WIKIMEDIA, HANNES ROSTCellular signals transmitted via the protein Notch are critical for an array of developmental processes in animals. But, if poorly regulated, these signals can contribute to pathologies such as cancer. A report published in Science Signaling yesterday (March 24) reveals that part of the mechanism regulating Notch is the addition of methyl groups that boost the protein’s activity—and hasten its demise.
“While other post-translational modifications have been found in the Notch intracellular domain before, this is a new type of modification, and the biological effects are intriguing,” geneticist Urban Lendahl of the Karolinska Institute in Sweden, who was not involved in the work, wrote in an e-mail to The Scientist.

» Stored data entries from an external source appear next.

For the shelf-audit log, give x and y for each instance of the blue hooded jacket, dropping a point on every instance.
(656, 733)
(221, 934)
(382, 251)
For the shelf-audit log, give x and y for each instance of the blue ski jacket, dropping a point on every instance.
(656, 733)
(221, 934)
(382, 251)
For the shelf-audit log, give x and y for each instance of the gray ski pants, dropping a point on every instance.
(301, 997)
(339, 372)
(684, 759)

“[The modification] both leads to the degradation of Notch, but it is also very important for activation. It has an enigmatic role,” agreed geneticist Rhett Kovall of the University of Cincinnati, who also did not participate in the study.
Notch proteins are a family of transmembrane receptors conserved across the animal kingdom that are essential for normal embryonic and postnatal development. Notch is also essential for ongoing differentiation processes in adults, such as the continuous formation of new cells. But too much Notch signaling can be detrimental, causing a variety of cancers in humans including T and B cell leukemias, as well as contributing to some autoimmune disorders, explained immunologist Barbara Osborne of the University of Massachusetts, Amherst, who did not take part in the study. “So a major focus for a lot of us is figuring out how we can modify Notch responses so that you don’t screw up the normal development-related effects, but you regulate the pathogenic aspects.”
Notch signaling is triggered when the protein’s extracellular domain binds to its ligand—expressed on a neighboring cell. In response to this interaction, the intracellular portion of Notch detaches and travels to the nucleus to activate transcription of target genes. Franz Oswald of the University of Ulm in Germany and his colleagues decided to investigate how this business-end of the protein is regulated.
Using biochemical techniques, including mass spectrometry, the team identified a methyltransferase called coactivator-associated arginine methyltransferase 1 (CARM1) as a direct interaction partner of the Notch intracellular domain. CARM1, as its name implies, adds methyl groups to the amino acid arginine; the team confirmed that five arginines in the Notch intracellular protein were indeed methylated by CARM1.
“We wanted to know what effect this methylation has,” said Oswald, “so we made mutations of all five arginines.” The resulting non-methylatable version of Notch turned out to be “much more stable” than the wild-type protein, which normally degrades very quickly, Oswald explained. Despite the mutant protein being considerably more resistant to degradation, however, its activity was reduced.
A mathematical model based on existing information on Notch degradation and gene-activation rates, as well as data from Oswald’s own experiments, suggested that methylation gives the wild-type protein “a very strong and short response . . . like a transcriptional flash,” said Oswald. Whereas with the non-methylatable, mutant protein, “you have lower activity, but it is prolonged.” These results could help explain how mutations to these methylatable residues, which are known to be present in some human cancer patients, affect the protein’s dynamics, Oswald said.
“Notch signaling is very context and tissue dependent,” Kovall said. For example, “most of the time Notch is an oncogene, but there are a number of cases where it is actually a tumor suppressor . . . it’s incredibly complex.”
Unraveling these complexities is critical, however, because “it adds to our toolkit of how we might consider regulating Notch signaling in pathogenic circumstances,” Osborne said.
K. Hein et al., “Site-specific methylation of Notch1 controls the amplitude and duration of the Notch1 response,” Science Signaling, 8:ra30, 2015.